Это была не жалость.
Скорее, негласное уважение.
Ведь даже на самом дне Людмила Анатольевна сохраняла королевскую осанку.
Она поднималась по лестнице не как женщина, потерявшая себя, а как царица, лишившаяся короны, но не достоинства.
Но вот за порогом этого подъезда о ней, кажется, совсем позабыли.
Никто не звонил из театра, которому она отдала больше двадцати лет жизни, ни единой весточки от бывших коллег из музея Бахрушина.
Словно ее уже давно и не было в этом мире…
Пятого апреля 2025 года в подъезде дома на Лесной улице почувствовался легкий запах гари.
Сперва еле уловимый, затем он стал резче, гуще, а едкий, химический дух горелого пластика и старой древесины заполонил все вокруг.
Дым шел из-под двери ее квартиры.
Спасатели прибыли быстро, но обуздать стихию смогли лишь через несколько часов.
Квартира выгорела полностью.
Жизнь Людмилы Анатольевны оборвалась. Актрисе было 74 года.
Роковую роль, судя по всему, сыграл тот самый камин.
По всей видимости, актриса просто хотела согреть воду или еду, развела огонь и не заметила, как случайная искра упала на горы мусора, которыми была завалена вся комната.
Что было дальше — представить нетрудно. Пламя моментально охватило жилище, отрезав всякие пути к выходу. У Людмилы Ивановны, увы, не было ни единого шанса.
Позднее журналисты, пытаясь собрать информацию, обзвонили все учреждения, где она когда-то трудилась.
«Суворкина? Нет, такой сотрудницы не припомним», — ответили им в музее Бахрушина.
«Официальных заявлений мы не делаем», — холодно отрезали в Малом театре.
Из всех, кого удалось найти, лишь Константин Кошкин, чей голос знаком многим по эфирам НТВ, согласился поделиться воспоминаниями о Людмиле Суворкиной.
Они были однокурсниками, но последний раз виделись почти полвека назад.
«Она употребляла. Это было известно всем», — произнес он, не осуждая, а просто констатируя печальный факт.
«Из Малого театра ее попросили из-за этого. Потом похожая ситуация произошла и в музее Бахрушина».
По словам Кошкина, Людмила всегда была «непростой» личностью, держалась свысока.

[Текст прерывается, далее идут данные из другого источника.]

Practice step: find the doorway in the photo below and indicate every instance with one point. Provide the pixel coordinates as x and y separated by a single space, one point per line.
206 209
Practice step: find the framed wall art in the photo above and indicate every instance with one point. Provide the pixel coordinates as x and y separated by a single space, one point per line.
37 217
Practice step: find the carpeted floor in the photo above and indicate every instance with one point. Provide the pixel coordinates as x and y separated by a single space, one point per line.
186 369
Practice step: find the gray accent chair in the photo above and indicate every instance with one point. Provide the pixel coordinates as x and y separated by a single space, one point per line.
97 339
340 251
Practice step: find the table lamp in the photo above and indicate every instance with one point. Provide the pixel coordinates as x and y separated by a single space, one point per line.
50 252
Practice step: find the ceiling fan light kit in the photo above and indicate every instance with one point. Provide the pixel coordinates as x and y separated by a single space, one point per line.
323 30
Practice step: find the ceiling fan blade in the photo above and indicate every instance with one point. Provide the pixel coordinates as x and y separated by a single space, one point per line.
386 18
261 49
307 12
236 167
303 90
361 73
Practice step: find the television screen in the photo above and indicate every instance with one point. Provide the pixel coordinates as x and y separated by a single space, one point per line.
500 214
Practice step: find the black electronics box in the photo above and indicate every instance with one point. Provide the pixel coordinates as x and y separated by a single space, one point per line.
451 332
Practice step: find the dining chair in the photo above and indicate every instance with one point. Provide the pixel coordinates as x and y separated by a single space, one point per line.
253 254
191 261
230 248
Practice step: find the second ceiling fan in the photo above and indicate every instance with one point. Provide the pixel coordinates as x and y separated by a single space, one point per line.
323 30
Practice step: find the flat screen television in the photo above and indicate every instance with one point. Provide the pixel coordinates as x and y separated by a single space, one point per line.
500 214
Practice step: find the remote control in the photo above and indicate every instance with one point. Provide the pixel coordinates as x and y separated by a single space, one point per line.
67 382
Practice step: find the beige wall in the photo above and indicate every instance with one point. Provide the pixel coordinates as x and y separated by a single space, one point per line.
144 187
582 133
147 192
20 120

Даже в «Ленкоме» она не стремилась стать частью общего целого.
«Очень гордая была. Считала себя выше других. А в итоге…» — закончил он с явной горечью.
И вот что осталось — пепелище квартиры, куда на следующий день после инцидента пришел Никита. Ему пришлось на целые сутки задержаться в полицейском участке для дачи показаний.